American Christianity is far less bloody than it used to be.
Songs like “Power in the Blood” or “There Is a Fountain Filled with Blood” or “Are You Washed in the Blood?” are still sung in some places, but fewer and fewer, and there aren’t many newer songs or praise choruses so focused on blood. The Cross, yes; redemption, yes; but blood, rarely. We’re eager to speak of life, but hesitant to speak of blood.
And this is not only a Protestant phenomenon. Roman Catholics—centered as they are on the Eucharist—often seem to go out of their way to speak of the “real presence” of Jesus in the elements, without going so far as to mention that this presence is believed to be that of his body and blood, as well as soul and divinity. Even Catholic communion hymns, I’m told, prefer terms like “the Cup” to “the Blood.”
The eclipse of blood in American Christianity has quite a bit to do, I suspect, with American prosperity.
The “blood medleys” once so popular in Evangelical hymnals evoke something of the blue-collar, socially marginalized origins of conservative American Protestantism. To sing “Are You Washed in the Blood of the Lamb” often seems too much of a reminder to upwardly mobile suburban professionals that their religion has “redneck” roots. (A Catholic writer suggests that this is also true of the reaction to traditional Catholic piety in the suburban churches filled with the successful descendants of immigrants.)
At the same time, these churches want to relate the gospel to a non-Christian culture. Often, we do so by being as antiseptic as possible: with gleaming restrooms and shiny foyers, with churches designed to look like malls, complete with information booths and coffee kiosks. We assume that making Christianity clean and bright will remove the sting of offense from the gospel.
More “sophisticated” churches avoid the subject of blood, although less sophisticated ones retain enough of the old ways to talk about blood but also to trivialize it. T-shirts ape beer commercials (“This Blood’s For You”) or the tattoo culture (“My Life Was Saved by Body Piercing”).
Some of this is the result of the lingering sting of liberal Christian hostility toward a “slaughterhouse religion.” Some of it is the result of an age that fears blood, but doesn’t know why. Some of it is the result of our ignorance, as we think that “blood” is just another metaphor, one we can easily replace.
And yet, bloodless Christianity leaves a void. Could it be that the lack of emphasis on blood in Evangelical Protestant churches at least partially explains why Baptists and Methodists and Pentecostals who otherwise would have little to do with Roman Catholic imagery found themselves openly weeping in movie theaters as they viewed The Passion of the Christ? Did they need to remember that “with his stripes we are healed” (Is. 53:5)?
Our embarrassment over the bloodiness of Christianity often results in blood atonement being presented in our catechism and discipleship of believers in an attenuated, abstract sort of way. Less and less often do ordinary believers hum to themselves songs about the blood of Jesus. Less and less often do small children memorize Scripture passages about the blood of Christ.

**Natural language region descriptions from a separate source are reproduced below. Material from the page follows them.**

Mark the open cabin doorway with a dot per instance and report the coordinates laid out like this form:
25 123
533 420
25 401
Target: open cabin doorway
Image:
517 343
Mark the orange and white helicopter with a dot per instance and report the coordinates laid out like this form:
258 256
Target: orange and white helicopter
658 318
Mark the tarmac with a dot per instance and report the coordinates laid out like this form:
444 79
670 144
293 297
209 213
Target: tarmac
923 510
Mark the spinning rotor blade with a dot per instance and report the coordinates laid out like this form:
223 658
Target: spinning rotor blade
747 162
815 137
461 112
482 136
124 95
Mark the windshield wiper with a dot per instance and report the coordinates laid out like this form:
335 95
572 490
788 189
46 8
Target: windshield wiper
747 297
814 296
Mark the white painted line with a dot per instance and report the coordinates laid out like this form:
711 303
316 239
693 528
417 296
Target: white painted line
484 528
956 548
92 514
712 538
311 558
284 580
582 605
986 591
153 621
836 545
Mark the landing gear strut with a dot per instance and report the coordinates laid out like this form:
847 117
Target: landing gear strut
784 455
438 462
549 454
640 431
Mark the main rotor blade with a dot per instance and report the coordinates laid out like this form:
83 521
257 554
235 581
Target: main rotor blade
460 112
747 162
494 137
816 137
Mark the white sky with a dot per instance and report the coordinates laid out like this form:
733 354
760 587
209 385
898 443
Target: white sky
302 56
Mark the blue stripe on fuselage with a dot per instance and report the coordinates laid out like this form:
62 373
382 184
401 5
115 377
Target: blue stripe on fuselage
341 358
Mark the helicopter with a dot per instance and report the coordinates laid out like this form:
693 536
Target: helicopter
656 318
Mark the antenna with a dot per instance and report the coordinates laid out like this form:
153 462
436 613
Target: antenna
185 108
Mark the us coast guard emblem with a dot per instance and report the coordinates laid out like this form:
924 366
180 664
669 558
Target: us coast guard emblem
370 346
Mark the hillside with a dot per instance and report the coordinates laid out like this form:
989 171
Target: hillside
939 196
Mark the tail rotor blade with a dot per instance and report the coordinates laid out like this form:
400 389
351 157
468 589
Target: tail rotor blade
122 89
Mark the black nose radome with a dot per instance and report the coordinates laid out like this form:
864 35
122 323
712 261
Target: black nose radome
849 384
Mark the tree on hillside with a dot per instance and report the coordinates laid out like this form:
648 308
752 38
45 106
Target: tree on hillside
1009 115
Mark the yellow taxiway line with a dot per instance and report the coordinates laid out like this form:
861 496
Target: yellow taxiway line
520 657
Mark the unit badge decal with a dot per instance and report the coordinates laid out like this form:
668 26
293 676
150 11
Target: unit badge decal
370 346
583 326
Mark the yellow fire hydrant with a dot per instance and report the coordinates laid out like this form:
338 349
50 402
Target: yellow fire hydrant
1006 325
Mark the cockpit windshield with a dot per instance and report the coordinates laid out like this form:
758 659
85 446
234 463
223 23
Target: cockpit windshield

We assume that we first convince unbelievers to follow Jesus—and then we explicate the meaning of his blood, when we think they’re ready for this specialized theological knowledge. But how do we address consciences indicted by the ancient Accuser of Eden—some of them tortured by the knowledge that they have shed innocent blood themselves—without pointing them to the only means of conquering him, “the blood of the Lamb” (Rev. 12:10–11)?
We assume that we teach young Christians how to live, to abstain from sexual immorality and greed and pugilism, before we move to something as seemingly arcane as blood sacrifice. And yet, Scripture assumes that personal morality is built on the knowledge that we were bought “with the precious blood of Christ, like that of a lamb without blemish or spot” (1 Peter 1:19).
We assume that we build “community” in our churches before we address something as raw and potentially alienating as the shedding of blood. And yet, the community we share—bearing with all of one another’s faults and transcending our petty ethnic and cultural prejudices—comes only through the recognition that we share a common condemnation as sinners, but, as we will still confess to our Christ in the heavenly places, “you were slain, and with your blood you ransomed people for God from every tribe and language and people and nation” (Rev. 5:9). Shared life is based on shared blood.
Even the vampires in our popular fiction know that. That’s what makes our bloodless Christianity all the more ironic. We believe we’re more in tune with unbelievers around us, but they’re talking constantly about blood, from pharmaceutical advertisements to horror films, from vampire romance novels to AIDS and DNA testing.
The nineteenth- and twentieth-century revivalist tradition gave the Church a valued psalter of “blood medleys.” Some of them could be done better musically and lyrically, and some even theologically. But let us never be embarrassed by our emphasis—in song, in public prayer, in evangelism, in discipleship, and in preaching—on the blood of Jesus.
There is power—wonder-working power—in the blood. Our culture already sees that. They’re simply looking in the wrong veins.